Slack was launched in 2013 as a cloud based communication app, and has since become the preferred tool for hundreds of people from large business teams to freelancers due to its informal nature and productivity enhancing features. The app currently boasts 9 million active weekly users from more than a 100 countries.
So what motivated the iDT Labs team to adopt this team communication tool?To understand this better, I had a quick Slack chat (see what I did there?) with the Co-founder and CTO, Salton Massally. Salton says he decided to incorporate Slack in January 2017. As the lead of a primarily tech team, he used to get frustrated by slow paced email exchanges when all he wanted to do was have a quick word about a piece of code or the next step on a project.Email was also not the ideal way to loop in several team members to have a chat on a common subject. The threads would get too long, making it troublesome to check for conversation histories while ensuring group participation. The team was also growing rapidly. Remote employees from Pakistan, USA and Kenya were joining in and needed to not only be on-boarded efficiently but also be connected well to headquarters. There was an urgent need to make team communications faster and more productive without wasting time sending emails or scheduling meetings. Salton even experimented with Whatsapp, but it proved to be too informal to work in the long term.
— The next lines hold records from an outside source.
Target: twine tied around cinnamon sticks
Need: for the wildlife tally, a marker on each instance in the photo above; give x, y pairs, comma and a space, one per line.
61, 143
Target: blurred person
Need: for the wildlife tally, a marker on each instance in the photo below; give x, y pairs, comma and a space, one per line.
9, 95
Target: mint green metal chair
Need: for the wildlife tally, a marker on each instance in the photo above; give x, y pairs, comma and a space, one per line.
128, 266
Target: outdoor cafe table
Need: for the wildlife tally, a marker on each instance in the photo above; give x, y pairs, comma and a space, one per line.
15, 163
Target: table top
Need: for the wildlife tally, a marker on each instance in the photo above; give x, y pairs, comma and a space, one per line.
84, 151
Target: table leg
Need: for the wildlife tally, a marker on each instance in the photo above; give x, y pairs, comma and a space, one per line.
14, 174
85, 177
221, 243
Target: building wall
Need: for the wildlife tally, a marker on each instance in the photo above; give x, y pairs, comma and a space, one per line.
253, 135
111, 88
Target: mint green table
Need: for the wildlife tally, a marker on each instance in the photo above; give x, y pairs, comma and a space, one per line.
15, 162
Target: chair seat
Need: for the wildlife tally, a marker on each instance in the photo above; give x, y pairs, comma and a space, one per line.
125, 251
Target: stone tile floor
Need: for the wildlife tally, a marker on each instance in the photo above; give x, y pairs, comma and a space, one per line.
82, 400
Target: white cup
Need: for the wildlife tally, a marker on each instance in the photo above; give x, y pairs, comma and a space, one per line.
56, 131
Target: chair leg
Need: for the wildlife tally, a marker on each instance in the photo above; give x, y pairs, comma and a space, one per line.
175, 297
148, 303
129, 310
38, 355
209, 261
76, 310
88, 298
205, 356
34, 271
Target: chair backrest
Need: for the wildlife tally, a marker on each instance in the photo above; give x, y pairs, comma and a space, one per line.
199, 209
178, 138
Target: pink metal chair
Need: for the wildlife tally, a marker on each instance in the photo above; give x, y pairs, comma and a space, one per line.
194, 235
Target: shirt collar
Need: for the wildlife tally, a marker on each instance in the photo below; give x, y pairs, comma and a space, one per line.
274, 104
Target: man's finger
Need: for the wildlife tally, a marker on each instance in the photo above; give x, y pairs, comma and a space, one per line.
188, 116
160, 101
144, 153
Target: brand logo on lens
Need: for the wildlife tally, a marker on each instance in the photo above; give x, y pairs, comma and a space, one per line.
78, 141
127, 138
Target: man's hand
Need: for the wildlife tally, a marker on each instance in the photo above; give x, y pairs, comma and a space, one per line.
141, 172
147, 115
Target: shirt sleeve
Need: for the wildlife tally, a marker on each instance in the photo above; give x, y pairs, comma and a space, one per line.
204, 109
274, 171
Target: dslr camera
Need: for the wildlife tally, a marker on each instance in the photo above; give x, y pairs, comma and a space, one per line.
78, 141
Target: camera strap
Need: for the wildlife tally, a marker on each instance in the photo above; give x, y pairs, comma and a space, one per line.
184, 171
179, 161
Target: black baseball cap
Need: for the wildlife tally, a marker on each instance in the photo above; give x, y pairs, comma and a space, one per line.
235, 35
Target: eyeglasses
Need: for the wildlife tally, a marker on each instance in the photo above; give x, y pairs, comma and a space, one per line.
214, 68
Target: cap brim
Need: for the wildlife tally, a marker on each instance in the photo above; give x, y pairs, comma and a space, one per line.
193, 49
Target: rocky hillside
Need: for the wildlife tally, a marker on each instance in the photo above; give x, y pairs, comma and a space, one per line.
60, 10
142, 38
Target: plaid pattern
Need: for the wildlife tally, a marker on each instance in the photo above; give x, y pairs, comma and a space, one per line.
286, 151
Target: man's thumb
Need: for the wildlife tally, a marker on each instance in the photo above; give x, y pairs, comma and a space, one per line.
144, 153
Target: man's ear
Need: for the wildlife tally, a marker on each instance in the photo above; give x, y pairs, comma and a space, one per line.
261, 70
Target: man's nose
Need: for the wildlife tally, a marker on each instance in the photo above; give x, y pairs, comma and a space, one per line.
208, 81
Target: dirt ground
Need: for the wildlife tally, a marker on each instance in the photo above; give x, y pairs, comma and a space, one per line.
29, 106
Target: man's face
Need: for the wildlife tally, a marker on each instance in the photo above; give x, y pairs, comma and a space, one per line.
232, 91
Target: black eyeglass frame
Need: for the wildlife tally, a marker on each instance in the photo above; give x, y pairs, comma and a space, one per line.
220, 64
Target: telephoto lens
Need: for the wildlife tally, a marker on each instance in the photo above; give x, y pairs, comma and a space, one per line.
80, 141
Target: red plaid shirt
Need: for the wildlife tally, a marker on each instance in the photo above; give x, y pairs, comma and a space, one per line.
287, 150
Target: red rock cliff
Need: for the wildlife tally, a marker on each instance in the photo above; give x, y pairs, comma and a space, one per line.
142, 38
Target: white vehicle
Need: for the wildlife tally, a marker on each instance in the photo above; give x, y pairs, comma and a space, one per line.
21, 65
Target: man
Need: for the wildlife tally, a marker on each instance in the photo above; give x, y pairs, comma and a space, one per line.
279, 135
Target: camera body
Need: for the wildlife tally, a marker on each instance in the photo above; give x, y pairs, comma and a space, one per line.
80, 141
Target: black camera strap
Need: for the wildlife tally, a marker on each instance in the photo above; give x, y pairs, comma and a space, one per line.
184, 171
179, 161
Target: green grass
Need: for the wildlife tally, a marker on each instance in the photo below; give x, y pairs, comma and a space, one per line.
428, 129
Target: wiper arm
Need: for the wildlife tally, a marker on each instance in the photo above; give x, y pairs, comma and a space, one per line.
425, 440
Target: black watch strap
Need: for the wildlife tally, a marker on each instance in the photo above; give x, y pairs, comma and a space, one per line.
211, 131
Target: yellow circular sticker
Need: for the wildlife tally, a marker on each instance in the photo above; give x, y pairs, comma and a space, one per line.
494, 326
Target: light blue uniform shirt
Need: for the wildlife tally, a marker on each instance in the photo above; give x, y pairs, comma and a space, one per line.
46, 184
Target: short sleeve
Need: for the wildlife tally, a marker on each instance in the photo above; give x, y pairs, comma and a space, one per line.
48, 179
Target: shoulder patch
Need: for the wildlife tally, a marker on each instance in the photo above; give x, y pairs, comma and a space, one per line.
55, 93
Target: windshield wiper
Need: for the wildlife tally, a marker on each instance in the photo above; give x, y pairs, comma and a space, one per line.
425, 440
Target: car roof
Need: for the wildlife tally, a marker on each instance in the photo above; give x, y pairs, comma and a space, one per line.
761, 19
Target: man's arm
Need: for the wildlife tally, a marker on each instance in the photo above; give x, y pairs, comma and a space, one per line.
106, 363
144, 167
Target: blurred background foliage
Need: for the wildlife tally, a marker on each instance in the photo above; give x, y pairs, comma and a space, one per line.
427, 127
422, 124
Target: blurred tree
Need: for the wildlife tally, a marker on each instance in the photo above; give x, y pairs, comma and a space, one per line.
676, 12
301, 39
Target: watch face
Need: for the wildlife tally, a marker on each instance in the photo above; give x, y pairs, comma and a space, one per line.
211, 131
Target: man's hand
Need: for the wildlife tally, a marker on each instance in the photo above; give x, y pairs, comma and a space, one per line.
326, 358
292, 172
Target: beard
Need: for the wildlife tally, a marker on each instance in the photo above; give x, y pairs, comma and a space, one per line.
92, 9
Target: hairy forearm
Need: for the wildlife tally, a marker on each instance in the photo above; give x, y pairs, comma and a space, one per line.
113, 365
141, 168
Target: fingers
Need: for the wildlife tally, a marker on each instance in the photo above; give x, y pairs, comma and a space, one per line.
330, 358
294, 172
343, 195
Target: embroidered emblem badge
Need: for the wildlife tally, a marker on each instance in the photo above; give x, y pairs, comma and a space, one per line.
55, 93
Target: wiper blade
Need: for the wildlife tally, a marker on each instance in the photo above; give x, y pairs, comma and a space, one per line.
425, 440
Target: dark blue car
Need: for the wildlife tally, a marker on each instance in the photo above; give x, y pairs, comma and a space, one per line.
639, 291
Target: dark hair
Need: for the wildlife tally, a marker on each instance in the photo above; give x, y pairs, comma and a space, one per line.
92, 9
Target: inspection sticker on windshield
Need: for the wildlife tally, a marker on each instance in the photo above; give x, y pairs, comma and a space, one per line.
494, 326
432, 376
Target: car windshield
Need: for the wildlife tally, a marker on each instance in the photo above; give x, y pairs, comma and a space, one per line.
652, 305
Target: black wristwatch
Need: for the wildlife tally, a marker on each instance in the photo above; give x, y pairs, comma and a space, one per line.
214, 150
Then he came across Slack, and there was no looking back.
Slack is now the main team communications tool for both on-site and remote iDT employees. It has proven itself as a critical platform for the company by enabling the team to focus on and accomplish multiple tasks and projects within tight deadlines while being in different time zones and geographical regions. Currently, the team maintains its diverse activities in over 25 Slack channels, each channel dedicated to the tracking and advancing of simultaneous projects from various Business Units. Bots and plugins such as Busybot and Standuply are used on a daily basis to run virtual stand ups and assign tasks. All conversations have accessible histories, so new team members can explore the messages and get on-boarded very quickly. Everyone from the interns to the Business Unit heads are always connected to the top level management because conversations can be started with hello and do you have a minute? instead of “Dear Sir” or “Miss CEO”. Business Unit leads are able to travel while staying updated with their team activities via Slack for mobile. Sure, some emails are still sent, but they have become largely restricted to external communications. As for Salton, he can be seen popping into all the channels every day to monitor progress, address concerns and make sure that projects are running smoothly.
While Slack as a phenomenon has become slightly old news around the world by late 2017, it is still in the process of being adopted by startups and businesses in West Africa, where email remains the main internal communication method for majority of the companies. However, it seems that teams which are aspiring to establish international collaborations and foster a culture of fast, informal yet productive communications will benefit from adopting platforms such as Slack into their workflow.